Besides the lack of plant responses in the xylem to P. × alni infection, the lack of callose formation in the sieve plates was also a specific response to P. × alni. Callose formation in sieve plates has been related to plant resistance to Phytophthora pathogens (Vleeshouwers et al. 2000; van den Berg et al. 2018). For instance, van den Berg et al. (2018) found no callose formation in susceptible roots with invading hyphae. In our inoculation experiment, callose formation was almost absent in plants inoculated with the highly pathogenic P. × alni and was most abundant in plants inoculated with the less pathogenic H. fluviatilis. By contrast, sieve plates with callose were almost five times more abundant in saplings infected with P. plurivora than in those infected with P. × alni, indicating a stronger defence response to P. plurivora than to P. × alni. We speculate that avoiding recognition by the host is a possible mechanism that could explain why P. × alni has become such a dominant pathogen in alder. By contrast, P. plurivora may be less pathogenic under field conditions, provided that the host is able to recognize the pathogen quickly enough and is able to mount a sufficiently strong defensive response.

High inter-specific variability was observed in terms of the impact of infection by the different Phytophthora species on the same host, which is similar to the observations reported by Clemenz et al. (2008). Significant correlations between lesion length, which is frequently used to evaluate pathogenicity, with damage and infection-related variables were found, in contrast to Zamora-Ballesteros et al. (2017). However, these correlations were rather low, highlighting that lesion length only represents a part of the pathogen–tree interaction and that histological analyses can provide a more comprehensive assessment of the actual damage caused by the pathogen. Of special interest are the variables that helped to differentiate P. × alni and P. plurivora, which caused lesions of similar lengths but which make very different contributions to alder decline in nature. As observed in the second component of the PCA, tyloses and hyphae in the xylem provided additional information not correlated with lesion length, which helped to differentiate P. × alni from P. plurivora. Callose in sieve plates and lignin, also not correlated with lesion length, allowed us to differentiate pathogens causing more disease in nature from less harmful species.

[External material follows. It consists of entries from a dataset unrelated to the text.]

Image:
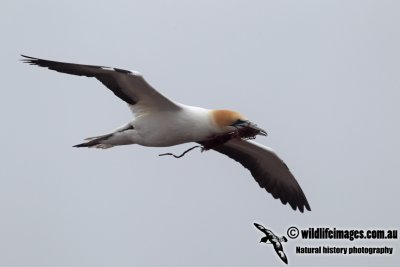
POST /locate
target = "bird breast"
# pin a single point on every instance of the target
(168, 128)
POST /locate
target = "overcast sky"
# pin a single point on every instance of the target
(322, 77)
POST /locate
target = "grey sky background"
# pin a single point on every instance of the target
(322, 77)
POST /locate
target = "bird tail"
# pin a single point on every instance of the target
(96, 142)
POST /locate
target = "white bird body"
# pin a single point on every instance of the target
(154, 128)
(161, 122)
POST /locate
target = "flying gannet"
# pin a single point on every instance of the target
(161, 122)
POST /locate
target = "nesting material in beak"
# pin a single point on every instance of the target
(247, 129)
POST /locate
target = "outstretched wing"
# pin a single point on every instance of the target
(261, 228)
(268, 170)
(279, 250)
(127, 85)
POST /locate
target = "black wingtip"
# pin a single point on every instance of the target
(81, 145)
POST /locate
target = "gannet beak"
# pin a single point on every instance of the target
(251, 125)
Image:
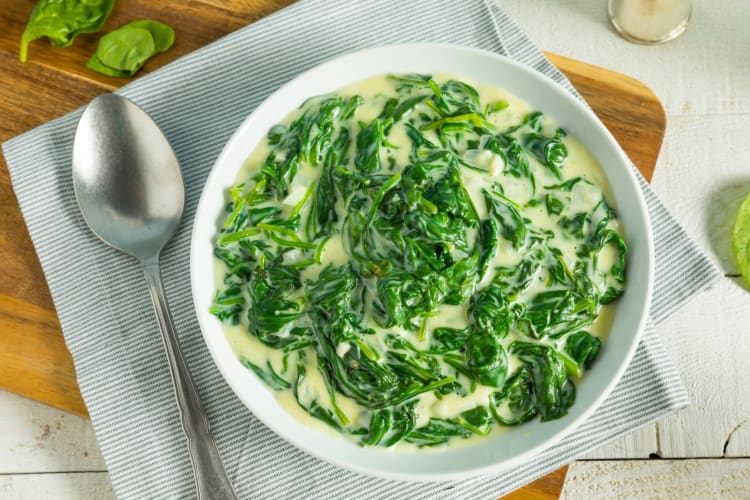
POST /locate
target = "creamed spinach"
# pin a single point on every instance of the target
(415, 259)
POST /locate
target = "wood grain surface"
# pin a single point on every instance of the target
(34, 360)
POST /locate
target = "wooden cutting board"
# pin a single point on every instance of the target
(34, 360)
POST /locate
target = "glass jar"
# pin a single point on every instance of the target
(650, 21)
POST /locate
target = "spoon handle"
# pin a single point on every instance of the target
(210, 476)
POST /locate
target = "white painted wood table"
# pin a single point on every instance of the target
(703, 79)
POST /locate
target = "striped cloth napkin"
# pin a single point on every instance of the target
(104, 308)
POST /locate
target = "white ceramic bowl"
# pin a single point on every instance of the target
(489, 455)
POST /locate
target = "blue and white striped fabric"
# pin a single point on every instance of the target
(105, 312)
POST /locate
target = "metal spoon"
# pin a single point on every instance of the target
(129, 188)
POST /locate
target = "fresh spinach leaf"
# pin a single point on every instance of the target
(62, 20)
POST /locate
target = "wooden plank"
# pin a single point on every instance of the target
(39, 438)
(35, 359)
(705, 71)
(544, 488)
(649, 479)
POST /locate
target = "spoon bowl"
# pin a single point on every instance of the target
(129, 188)
(126, 177)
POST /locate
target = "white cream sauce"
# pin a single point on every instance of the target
(583, 197)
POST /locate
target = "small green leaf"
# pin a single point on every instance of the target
(163, 35)
(742, 240)
(126, 49)
(62, 20)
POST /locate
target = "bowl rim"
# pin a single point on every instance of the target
(561, 93)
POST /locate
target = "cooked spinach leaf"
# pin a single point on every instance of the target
(363, 249)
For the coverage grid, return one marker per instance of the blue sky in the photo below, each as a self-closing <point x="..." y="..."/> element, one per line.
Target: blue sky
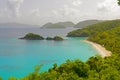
<point x="43" y="11"/>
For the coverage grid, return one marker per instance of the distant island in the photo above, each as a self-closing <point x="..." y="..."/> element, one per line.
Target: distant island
<point x="32" y="36"/>
<point x="69" y="24"/>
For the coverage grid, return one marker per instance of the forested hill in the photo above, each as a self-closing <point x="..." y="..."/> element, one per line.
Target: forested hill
<point x="105" y="33"/>
<point x="96" y="68"/>
<point x="94" y="29"/>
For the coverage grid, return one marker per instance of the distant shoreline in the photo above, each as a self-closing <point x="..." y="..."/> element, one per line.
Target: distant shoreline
<point x="101" y="50"/>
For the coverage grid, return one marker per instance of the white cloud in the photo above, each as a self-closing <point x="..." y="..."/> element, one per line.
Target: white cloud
<point x="14" y="7"/>
<point x="36" y="12"/>
<point x="108" y="6"/>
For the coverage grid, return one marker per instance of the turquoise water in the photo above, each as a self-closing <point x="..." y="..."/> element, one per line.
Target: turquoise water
<point x="18" y="57"/>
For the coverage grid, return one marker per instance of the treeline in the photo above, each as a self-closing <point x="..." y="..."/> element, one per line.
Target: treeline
<point x="96" y="68"/>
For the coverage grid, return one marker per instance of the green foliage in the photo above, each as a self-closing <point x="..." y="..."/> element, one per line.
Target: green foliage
<point x="32" y="36"/>
<point x="58" y="38"/>
<point x="119" y="2"/>
<point x="49" y="38"/>
<point x="96" y="68"/>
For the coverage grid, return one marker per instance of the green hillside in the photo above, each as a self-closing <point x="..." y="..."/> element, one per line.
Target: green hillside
<point x="94" y="29"/>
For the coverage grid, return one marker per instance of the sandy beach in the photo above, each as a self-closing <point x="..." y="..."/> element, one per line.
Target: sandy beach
<point x="101" y="50"/>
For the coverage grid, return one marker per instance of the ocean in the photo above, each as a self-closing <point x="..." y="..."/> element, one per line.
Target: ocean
<point x="19" y="57"/>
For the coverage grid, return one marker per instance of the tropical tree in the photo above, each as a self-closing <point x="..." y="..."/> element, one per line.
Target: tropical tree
<point x="119" y="2"/>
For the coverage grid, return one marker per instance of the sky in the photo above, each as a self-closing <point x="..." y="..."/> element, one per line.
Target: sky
<point x="42" y="11"/>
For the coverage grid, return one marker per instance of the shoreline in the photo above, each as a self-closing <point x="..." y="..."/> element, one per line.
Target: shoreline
<point x="101" y="50"/>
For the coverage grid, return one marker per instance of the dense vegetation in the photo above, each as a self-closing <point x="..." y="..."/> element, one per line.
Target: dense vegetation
<point x="32" y="36"/>
<point x="96" y="68"/>
<point x="119" y="2"/>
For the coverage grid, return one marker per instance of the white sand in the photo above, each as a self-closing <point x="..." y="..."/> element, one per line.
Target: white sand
<point x="101" y="50"/>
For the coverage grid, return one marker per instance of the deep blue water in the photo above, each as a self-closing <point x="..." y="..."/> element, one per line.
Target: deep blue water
<point x="18" y="57"/>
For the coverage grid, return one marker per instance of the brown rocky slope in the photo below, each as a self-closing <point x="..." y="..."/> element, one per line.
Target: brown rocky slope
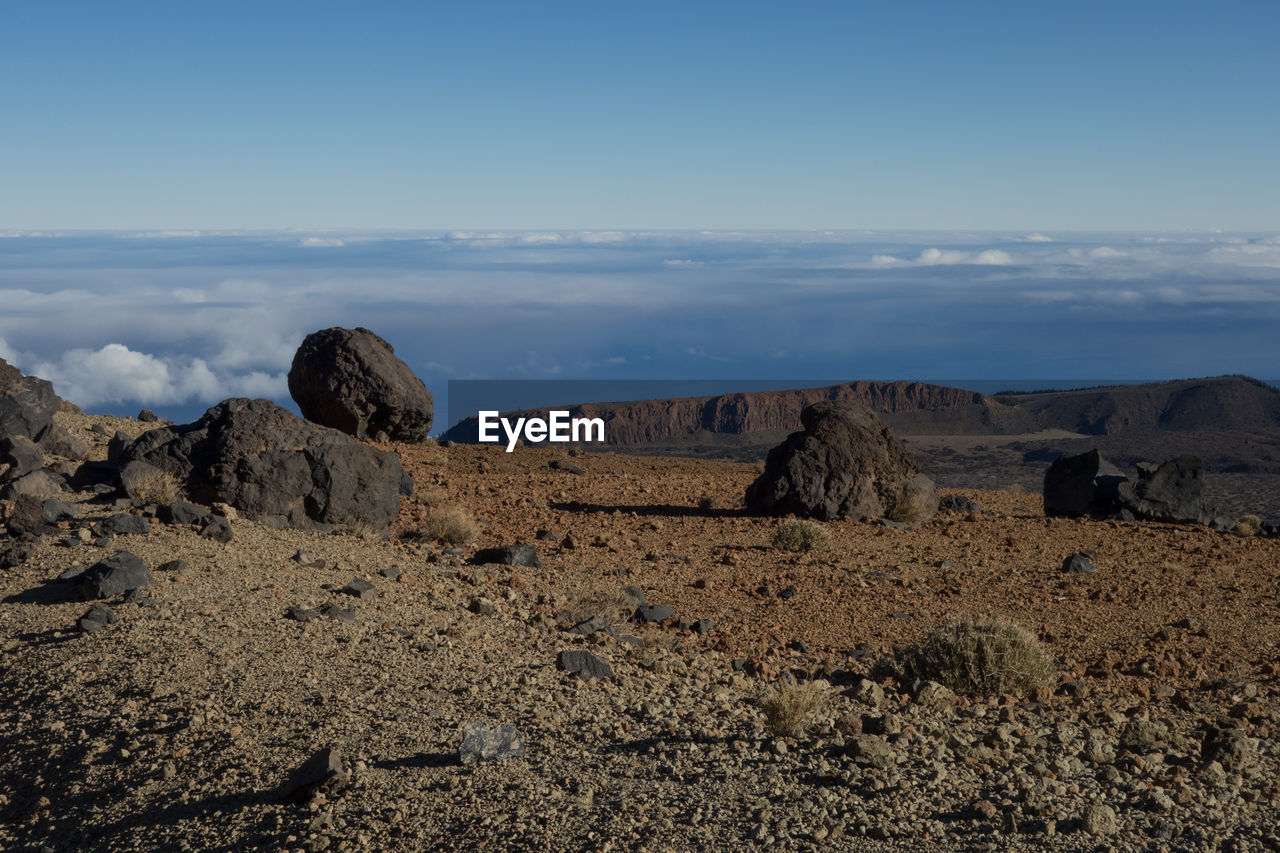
<point x="172" y="728"/>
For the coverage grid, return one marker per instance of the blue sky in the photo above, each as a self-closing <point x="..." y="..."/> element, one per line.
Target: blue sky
<point x="574" y="115"/>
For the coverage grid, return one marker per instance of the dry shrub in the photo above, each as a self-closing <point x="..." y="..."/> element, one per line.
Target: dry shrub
<point x="611" y="606"/>
<point x="156" y="487"/>
<point x="789" y="705"/>
<point x="981" y="657"/>
<point x="1248" y="525"/>
<point x="451" y="525"/>
<point x="918" y="502"/>
<point x="800" y="534"/>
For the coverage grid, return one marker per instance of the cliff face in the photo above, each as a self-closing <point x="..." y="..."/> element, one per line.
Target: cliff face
<point x="1221" y="404"/>
<point x="899" y="402"/>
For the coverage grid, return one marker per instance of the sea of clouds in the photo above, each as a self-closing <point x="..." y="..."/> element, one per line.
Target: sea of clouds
<point x="177" y="320"/>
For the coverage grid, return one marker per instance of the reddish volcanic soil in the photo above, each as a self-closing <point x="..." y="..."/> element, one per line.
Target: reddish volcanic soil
<point x="634" y="520"/>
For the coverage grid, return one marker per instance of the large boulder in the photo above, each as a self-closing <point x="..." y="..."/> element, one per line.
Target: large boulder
<point x="1083" y="484"/>
<point x="27" y="404"/>
<point x="845" y="464"/>
<point x="351" y="379"/>
<point x="1087" y="484"/>
<point x="266" y="461"/>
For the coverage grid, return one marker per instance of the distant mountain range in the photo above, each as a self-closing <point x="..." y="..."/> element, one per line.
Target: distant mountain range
<point x="965" y="438"/>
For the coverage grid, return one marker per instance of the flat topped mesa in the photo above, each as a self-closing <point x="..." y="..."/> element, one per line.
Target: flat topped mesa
<point x="350" y="379"/>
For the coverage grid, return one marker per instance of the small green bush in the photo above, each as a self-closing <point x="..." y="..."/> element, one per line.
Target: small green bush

In the Spanish Pyrenees, the species complex P. × alni and, to a much lesser extent, P. plurivora seem to be the main Phytophthora species attacking alder trees in nature. The situation in the Pyrenees is somewhat similar to that observed in Bavaria (S Germany), Sweden, and Poland, where the frequency of P. plurivora is usually much lower than that of P. × alni (Redondo et al. 2015a; Trzewik et al. 2015; Jung et al. 2018). The presence of P. × alni in the Pyrenees is concerning because A. glutinosa populations might be especially vulnerable given that they are at the southern edge of the species distribution (populations further south have recently been reclassified as Alnus lusitanica Vít, Douda & Mandák) and given the low genetic diversity of alder populations in the Pyrenees (Havrdová et al. 2015).

Conclusions

Although most of the Phytophthora species tested were able to infect and damage the host alder species, histological observations showed that apart from P. × alni and P. plurivora, the tested isolates had only a feeble impact on plant tissues. The formation of less callose in sieve plates and fewer tyloses in saplings inoculated with P. × alni rather than P. plurivora suggests that the higher prevalence of P. × alni in declining alders in the field compared with P. plurivora seems to relate to a lack of recognition of P. × alni by the host rather than to the capacity of P. × alni to cause lesions. Histological analyses of xylem and phloem, two major tissues for woody plant functioning, can complement pathogenicity tests and ecophysiological measures and help to explain the impacts of Phytophthora–plant interactions in nature.